“A Anacom decidiu aplicar o mecanismo de compensação previsto na lei, que tem lugar quando não são cumpridos os indicadores de qualidade do serviço postal universal, o qual consiste na redução de preços que deverá beneficiar a universalidade dos utilizadores daquele serviço”, avançou, em comunicado, o regulador.

Neste sentido, a variação máxima de preços permitida para este ano no que se refere aos serviços de correspondência, jornais e encomendas “é deduzida em um ponto percentual” e os preços dos envios de correio normal em quantidade devem descer 0,31%.

“Daqui resulta que, tendo em conta que de acordo com as regras de atualização de preços a variação máxima admissível em 2020 para o referido cabaz de serviços era de 1,41%, a variação média ponderada dos preços dos serviços de correspondências, jornais e encomendas não poderá ultrapassar os 0,41%”, explicou a Anacom.

De acordo com a autoridade liderada por João Cadete de Matos, a dedução de 1% é a máxima aplicável por aplicação das regras fixadas em 2018.

Já no caso dos indicadores de qualidade do serviço (IQS) aplicáveis ao correio normal em quantidade, a dedução dos preços é de 0,31%, sendo que a dedução máxima (0,5%) aplica-se quando os valores realizados nos indicadores ficam, pelo menos, dois pontos percentuais abaixo dos objetivos de desempenho.

A aplicação deste mecanismo de compensação é feita tendo em conta a lei postal e as bases da concessão em caso de incumprimento dos objetivos de desempenho.

Em 2019, os CTT incumpriram 23 dos 24 indicadores de qualidade postal universal.

“Apenas cumpriram um dos 22 indicadores relativos a demoras de encaminhamento de envios postais e incumpriram os dois indicadores relativos ao tempo em fila de espera nos estabelecimentos postais”, apontou o regulador, notando que este é o quarto ano consecutivo em que os Correios não cumprem a totalidade dos indicadores em causa.

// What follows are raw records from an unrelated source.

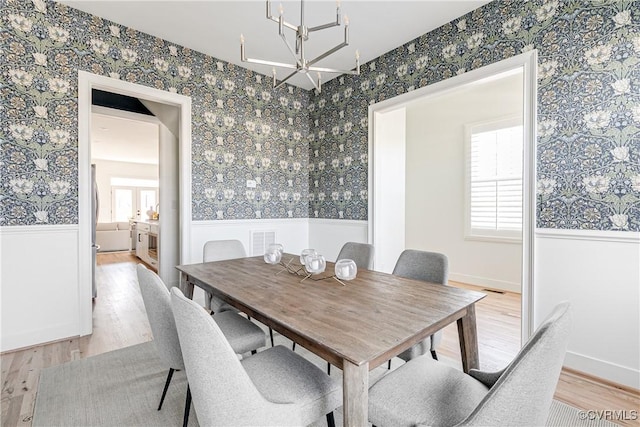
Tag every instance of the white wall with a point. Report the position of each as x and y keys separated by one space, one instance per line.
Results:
x=598 y=272
x=39 y=284
x=327 y=236
x=435 y=181
x=169 y=236
x=107 y=169
x=389 y=167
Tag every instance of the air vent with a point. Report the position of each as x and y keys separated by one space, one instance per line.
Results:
x=260 y=241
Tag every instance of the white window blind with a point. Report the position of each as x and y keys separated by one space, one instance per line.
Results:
x=495 y=180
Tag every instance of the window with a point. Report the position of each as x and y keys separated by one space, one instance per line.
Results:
x=132 y=198
x=494 y=180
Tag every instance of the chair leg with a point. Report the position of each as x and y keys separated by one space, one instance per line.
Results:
x=187 y=408
x=330 y=421
x=166 y=387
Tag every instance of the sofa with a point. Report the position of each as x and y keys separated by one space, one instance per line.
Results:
x=113 y=236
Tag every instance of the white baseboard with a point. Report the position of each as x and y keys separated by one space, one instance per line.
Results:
x=49 y=333
x=597 y=272
x=603 y=369
x=486 y=282
x=591 y=235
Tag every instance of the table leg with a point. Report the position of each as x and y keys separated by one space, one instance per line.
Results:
x=185 y=286
x=468 y=335
x=355 y=387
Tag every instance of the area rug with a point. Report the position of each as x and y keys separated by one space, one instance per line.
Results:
x=123 y=387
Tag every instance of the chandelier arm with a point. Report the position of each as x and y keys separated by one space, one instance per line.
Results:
x=316 y=86
x=327 y=53
x=276 y=20
x=324 y=26
x=295 y=57
x=285 y=79
x=334 y=70
x=272 y=63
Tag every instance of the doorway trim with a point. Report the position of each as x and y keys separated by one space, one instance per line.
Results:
x=86 y=83
x=528 y=62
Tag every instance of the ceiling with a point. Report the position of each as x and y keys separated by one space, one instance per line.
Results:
x=214 y=27
x=123 y=140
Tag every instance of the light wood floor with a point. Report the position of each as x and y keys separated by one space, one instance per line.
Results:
x=120 y=321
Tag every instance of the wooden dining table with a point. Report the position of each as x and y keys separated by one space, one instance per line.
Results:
x=355 y=325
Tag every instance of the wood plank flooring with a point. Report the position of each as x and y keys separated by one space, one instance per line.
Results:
x=120 y=321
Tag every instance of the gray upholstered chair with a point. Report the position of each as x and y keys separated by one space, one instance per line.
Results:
x=220 y=250
x=429 y=267
x=274 y=387
x=361 y=253
x=425 y=392
x=243 y=335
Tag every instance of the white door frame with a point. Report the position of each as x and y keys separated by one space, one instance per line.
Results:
x=86 y=83
x=528 y=62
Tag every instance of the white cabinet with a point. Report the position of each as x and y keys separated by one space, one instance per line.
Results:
x=146 y=242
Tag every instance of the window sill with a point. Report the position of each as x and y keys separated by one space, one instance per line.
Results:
x=494 y=239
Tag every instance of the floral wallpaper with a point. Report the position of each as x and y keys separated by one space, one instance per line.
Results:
x=307 y=152
x=241 y=128
x=588 y=144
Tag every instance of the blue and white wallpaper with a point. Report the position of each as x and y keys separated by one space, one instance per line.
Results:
x=242 y=129
x=588 y=144
x=307 y=152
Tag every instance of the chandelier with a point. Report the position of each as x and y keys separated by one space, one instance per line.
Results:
x=302 y=64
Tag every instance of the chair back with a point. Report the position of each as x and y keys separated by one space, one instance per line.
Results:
x=222 y=392
x=220 y=250
x=524 y=392
x=360 y=253
x=157 y=303
x=422 y=265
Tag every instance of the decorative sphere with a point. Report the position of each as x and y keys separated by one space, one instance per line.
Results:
x=315 y=263
x=305 y=253
x=273 y=255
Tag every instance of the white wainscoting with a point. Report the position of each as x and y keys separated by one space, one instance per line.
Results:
x=293 y=234
x=599 y=274
x=328 y=235
x=39 y=284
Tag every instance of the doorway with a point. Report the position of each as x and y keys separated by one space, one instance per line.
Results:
x=173 y=109
x=392 y=113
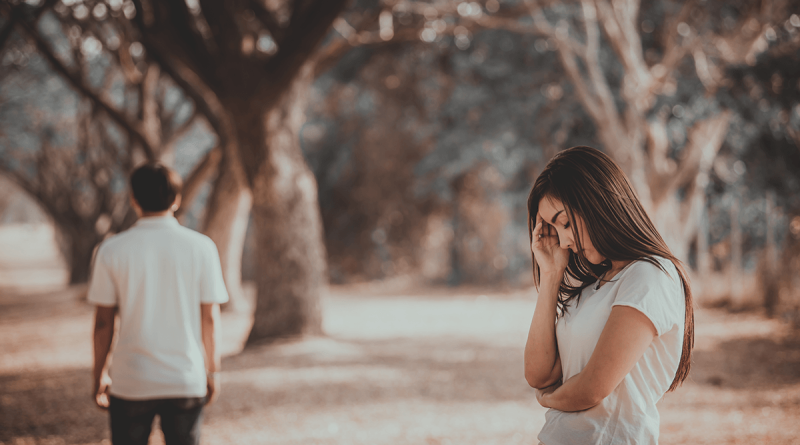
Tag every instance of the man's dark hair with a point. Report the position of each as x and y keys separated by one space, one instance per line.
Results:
x=155 y=187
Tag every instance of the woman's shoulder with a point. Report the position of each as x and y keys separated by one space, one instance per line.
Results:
x=655 y=271
x=655 y=265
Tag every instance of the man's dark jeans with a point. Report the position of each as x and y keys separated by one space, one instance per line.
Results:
x=132 y=420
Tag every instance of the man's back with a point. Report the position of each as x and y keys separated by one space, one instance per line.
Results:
x=158 y=273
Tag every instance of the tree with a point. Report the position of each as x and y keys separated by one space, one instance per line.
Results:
x=76 y=170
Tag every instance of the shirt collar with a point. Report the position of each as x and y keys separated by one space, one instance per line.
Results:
x=150 y=221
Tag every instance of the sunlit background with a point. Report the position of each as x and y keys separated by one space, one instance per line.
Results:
x=371 y=159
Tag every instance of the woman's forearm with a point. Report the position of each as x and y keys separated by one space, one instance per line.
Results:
x=576 y=394
x=541 y=351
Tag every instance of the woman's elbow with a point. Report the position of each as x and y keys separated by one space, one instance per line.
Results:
x=538 y=381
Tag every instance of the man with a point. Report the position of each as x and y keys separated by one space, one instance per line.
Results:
x=165 y=283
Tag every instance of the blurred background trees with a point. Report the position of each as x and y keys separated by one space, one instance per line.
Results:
x=377 y=139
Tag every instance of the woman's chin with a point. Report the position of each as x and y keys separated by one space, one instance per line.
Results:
x=594 y=259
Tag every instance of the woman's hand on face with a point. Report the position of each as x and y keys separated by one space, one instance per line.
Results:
x=546 y=249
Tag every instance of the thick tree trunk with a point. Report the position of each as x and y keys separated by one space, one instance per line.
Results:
x=288 y=226
x=227 y=215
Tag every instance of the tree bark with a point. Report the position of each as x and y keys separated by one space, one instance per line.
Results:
x=288 y=226
x=227 y=215
x=79 y=250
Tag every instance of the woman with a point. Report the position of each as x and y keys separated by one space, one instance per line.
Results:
x=613 y=327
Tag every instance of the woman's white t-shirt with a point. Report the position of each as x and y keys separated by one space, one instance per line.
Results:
x=629 y=414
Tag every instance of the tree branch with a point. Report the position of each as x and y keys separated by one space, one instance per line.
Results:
x=79 y=85
x=268 y=20
x=16 y=14
x=199 y=175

Por outro lado, em 2019, cerca de 50 milhões de objetos postais não respeitaram o padrão de qualidade de serviço no que se refere à qualidade de entrega (três dias úteis para o correio normal) e, sensivelmente, oito milhões não terão cumprido a meta de fiabilidade (cinco dias úteis no caso do correio normal).

Na sequência da auditoria da Anacom ao sistema de medição dos indicadores dos anos 2016 e 2017, que “concluiu que o sistema de medição apresentava múltiplas fragilidades”, o regulador determinou um conjunto de alterações aos procedimentos de medição.

No documento, esta autoridade lembrou também que, considerando “a degradação da qualidade do serviço postal universal e o aumento das reclamações”, fixou em 2018 um novo conjunto de indicadores, que entrou em vigor em 2019.

Este pretendeu criar condições para assegurar uma maior qualidade do serviço, através de objetivos mais exigentes.

A Anacom ressalvou ainda que o sentido provável da sua decisão, aprovado hoje, é submetido a audiência prévia dos CTT durante 10 dias úteis.